Curious if anyone around here stayed on 4.6 (having a choice to use 4.7)
I have stuck with 4.6. I fully believe 4.7 can be smarter for truly complex and long running agentic use. But I prefer the more direct, literal mechanistic style and 4.6 seems to be peak Opus for that.
Stay with 4.6 if you can, it is disabled (afaik) on vscode claude code extension.
4.7 IMO is around 10-20% worse at understanding your prompt intention. You need more effort to explain your intention clearer so it doesn't divert.
I still use 4.6 if I need Opus. It's mostly GPT-5.5 for me. Only if I know it cannot do some thing like push without running the tests (because AGENTS.md said so), I switch to 4.6.
Although GPT's been acting weird since Thursday...
Switched back when 4.7 had an issue last week and it was wayyy faster. I assume mostly because a lot of people have moved off but might consider using it more just for the speed boost.
4.7 turned out to be a disaster in multilingual settings, so I sticked to 4.6 so far. 4.7 seemed to be optimized for (very specific slice of) coding at the expense of everything else.

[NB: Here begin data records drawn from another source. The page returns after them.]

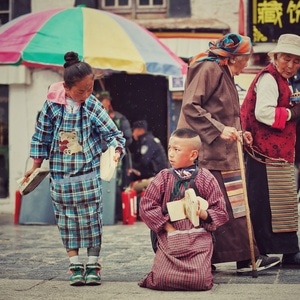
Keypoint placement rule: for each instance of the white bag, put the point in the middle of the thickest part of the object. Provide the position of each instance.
(107, 164)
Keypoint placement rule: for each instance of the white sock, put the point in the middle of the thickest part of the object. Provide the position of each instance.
(74, 259)
(93, 259)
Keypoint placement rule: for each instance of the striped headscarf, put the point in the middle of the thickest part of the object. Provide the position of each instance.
(231, 44)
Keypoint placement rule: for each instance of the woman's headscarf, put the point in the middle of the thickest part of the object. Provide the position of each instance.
(221, 49)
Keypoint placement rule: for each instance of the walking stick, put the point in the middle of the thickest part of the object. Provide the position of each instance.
(249, 224)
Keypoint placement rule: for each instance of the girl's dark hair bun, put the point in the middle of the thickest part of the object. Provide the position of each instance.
(71, 58)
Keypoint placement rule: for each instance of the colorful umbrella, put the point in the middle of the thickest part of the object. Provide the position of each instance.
(104, 40)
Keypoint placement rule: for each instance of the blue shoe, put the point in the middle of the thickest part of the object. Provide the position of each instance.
(77, 274)
(92, 274)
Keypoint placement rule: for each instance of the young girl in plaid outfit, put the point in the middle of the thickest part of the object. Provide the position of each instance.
(69, 132)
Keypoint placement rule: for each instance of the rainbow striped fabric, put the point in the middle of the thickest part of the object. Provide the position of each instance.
(283, 197)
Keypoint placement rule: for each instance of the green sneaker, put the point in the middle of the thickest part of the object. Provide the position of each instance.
(92, 274)
(77, 274)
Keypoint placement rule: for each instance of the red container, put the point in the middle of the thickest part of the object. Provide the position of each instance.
(18, 202)
(129, 206)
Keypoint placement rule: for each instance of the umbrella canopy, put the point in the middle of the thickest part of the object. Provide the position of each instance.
(104, 40)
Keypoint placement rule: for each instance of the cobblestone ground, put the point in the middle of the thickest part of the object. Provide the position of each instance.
(36, 252)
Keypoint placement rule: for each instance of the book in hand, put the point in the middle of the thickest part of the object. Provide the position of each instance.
(187, 207)
(27, 185)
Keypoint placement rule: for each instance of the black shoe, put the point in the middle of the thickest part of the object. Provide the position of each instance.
(263, 262)
(291, 259)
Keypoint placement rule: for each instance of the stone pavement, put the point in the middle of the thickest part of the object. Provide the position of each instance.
(33, 265)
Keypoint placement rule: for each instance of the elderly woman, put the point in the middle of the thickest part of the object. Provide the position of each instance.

I’ve stayed on 4.6. Was thinking of trying 4.7 though just today. Still, I did not jump on it day one.
I don't want to change from 4.6 because I'm finding it so good (I could change).

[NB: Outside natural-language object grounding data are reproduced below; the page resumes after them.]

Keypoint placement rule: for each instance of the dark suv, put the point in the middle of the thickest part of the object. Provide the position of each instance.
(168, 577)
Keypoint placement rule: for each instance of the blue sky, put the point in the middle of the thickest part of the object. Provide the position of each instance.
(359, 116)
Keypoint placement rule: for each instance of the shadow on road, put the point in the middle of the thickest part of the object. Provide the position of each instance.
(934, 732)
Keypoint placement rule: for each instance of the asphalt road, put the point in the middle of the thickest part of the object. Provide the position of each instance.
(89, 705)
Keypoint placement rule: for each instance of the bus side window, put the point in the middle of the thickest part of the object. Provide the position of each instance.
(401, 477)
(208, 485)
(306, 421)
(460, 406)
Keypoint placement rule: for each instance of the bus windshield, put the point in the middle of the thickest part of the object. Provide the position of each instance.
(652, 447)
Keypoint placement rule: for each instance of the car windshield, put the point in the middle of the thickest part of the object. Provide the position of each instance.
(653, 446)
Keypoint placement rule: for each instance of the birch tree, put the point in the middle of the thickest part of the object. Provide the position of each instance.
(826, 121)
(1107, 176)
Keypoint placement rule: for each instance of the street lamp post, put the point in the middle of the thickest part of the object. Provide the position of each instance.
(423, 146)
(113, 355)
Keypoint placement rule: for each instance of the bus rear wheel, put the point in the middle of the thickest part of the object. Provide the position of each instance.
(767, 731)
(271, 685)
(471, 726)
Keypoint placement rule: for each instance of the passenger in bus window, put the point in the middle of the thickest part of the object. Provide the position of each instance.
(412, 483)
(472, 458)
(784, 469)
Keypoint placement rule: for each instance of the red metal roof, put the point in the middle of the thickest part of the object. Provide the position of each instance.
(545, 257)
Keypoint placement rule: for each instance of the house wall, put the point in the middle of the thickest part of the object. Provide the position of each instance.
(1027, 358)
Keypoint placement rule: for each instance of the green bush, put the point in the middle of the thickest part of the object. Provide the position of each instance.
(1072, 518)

I've spent the last couple of days building Swift bindings to a monster CPP lib and I've actually had fun.
i use 4.6 and i've configured advisor to be on 4.7, so, when something's more complex the advisor can help. at least that's how i do with claude code, not sure of the others have implemented the concept of advisors.

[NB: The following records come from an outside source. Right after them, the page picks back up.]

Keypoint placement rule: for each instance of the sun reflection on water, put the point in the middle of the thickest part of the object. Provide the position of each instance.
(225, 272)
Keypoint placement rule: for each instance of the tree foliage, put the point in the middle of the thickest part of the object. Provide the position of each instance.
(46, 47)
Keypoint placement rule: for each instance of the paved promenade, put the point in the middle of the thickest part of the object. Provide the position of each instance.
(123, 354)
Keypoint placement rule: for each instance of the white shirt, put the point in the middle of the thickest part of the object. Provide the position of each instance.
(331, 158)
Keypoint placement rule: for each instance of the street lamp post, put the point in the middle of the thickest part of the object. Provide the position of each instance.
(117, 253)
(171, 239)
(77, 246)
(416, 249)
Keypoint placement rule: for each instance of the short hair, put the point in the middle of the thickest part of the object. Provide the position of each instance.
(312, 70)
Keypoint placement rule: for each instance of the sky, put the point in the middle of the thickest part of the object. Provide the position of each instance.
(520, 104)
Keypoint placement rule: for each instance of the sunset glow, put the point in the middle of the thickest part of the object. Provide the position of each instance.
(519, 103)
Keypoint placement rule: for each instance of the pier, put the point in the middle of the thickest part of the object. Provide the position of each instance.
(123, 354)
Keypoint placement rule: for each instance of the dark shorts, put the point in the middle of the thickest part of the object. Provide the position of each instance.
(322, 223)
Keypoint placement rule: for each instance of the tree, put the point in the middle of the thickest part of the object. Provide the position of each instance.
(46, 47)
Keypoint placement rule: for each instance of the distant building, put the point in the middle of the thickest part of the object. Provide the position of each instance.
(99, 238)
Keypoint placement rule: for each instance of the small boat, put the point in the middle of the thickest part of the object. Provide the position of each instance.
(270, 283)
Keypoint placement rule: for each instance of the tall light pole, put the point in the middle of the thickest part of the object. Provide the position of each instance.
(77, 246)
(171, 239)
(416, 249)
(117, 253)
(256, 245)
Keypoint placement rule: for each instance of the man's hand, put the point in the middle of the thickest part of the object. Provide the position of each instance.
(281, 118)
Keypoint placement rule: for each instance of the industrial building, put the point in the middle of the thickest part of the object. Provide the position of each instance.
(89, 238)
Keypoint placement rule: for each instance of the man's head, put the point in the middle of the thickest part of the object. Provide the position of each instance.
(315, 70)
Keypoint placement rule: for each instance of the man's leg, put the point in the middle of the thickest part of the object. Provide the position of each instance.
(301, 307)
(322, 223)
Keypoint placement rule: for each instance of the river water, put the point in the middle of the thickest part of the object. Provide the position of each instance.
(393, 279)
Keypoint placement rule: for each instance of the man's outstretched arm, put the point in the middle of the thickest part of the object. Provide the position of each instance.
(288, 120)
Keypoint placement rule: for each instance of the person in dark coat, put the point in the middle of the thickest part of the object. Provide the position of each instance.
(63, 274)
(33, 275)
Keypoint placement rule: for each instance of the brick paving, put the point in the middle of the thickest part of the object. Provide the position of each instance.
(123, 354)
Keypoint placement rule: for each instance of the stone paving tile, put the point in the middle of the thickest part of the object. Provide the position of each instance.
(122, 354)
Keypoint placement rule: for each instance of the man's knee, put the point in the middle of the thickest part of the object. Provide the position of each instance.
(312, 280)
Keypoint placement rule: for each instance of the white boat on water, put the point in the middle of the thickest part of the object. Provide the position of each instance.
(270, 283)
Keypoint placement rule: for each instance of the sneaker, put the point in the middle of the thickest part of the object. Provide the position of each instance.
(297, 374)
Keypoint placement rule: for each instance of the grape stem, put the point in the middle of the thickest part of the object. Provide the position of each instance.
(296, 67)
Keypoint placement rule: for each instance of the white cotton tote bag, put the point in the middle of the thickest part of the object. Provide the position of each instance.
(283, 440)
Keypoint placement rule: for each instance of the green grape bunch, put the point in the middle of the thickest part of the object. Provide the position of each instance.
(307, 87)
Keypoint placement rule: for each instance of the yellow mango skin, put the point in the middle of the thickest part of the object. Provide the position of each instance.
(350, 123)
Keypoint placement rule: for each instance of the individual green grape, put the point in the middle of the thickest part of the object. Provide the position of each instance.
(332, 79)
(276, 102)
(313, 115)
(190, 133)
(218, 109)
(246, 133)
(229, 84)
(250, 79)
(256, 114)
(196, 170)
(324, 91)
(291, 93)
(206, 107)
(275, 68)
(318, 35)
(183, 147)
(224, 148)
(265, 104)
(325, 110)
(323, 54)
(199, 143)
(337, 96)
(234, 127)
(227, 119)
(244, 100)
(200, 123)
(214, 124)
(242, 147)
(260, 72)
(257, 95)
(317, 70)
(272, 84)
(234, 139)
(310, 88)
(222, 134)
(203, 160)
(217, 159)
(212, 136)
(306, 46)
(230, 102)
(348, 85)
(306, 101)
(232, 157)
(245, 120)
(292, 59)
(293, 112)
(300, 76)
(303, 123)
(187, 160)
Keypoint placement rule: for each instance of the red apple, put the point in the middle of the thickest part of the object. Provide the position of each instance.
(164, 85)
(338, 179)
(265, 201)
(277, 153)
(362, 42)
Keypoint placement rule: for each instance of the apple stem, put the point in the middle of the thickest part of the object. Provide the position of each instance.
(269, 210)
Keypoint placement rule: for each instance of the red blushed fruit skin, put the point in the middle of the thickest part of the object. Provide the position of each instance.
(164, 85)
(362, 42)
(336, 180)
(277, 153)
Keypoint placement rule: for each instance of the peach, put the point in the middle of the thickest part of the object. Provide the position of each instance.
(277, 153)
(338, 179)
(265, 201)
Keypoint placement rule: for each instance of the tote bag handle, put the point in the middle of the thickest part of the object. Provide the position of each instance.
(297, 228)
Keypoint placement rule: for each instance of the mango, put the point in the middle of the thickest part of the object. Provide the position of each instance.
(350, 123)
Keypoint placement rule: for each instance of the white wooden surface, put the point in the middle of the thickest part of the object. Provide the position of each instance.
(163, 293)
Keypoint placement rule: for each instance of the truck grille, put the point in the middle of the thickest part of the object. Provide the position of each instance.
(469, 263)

I went to 4.7, didn't have a choice, found it unsatisfactory, then Claude quietly added in the option to use 4.6, so I'm back on 4.6, and I'm not the only one in my company.
I had far more hallucinations with 4.7 than 4.6.
I'll try it again after a few more months for them to get it right, but 4.6 is what changed my mind on LLMs as a tool, and 4.7 felt like a step backwards, so for now I'm sticking with something that has delivered me value, instead of arguing with a model ostensibly better that was making shit up 1 - 2 times a day. It was really disappointing.
I can give examples if needed, I screenshotted the most aggravating ones, but what worries me is which ones I didn't recognise.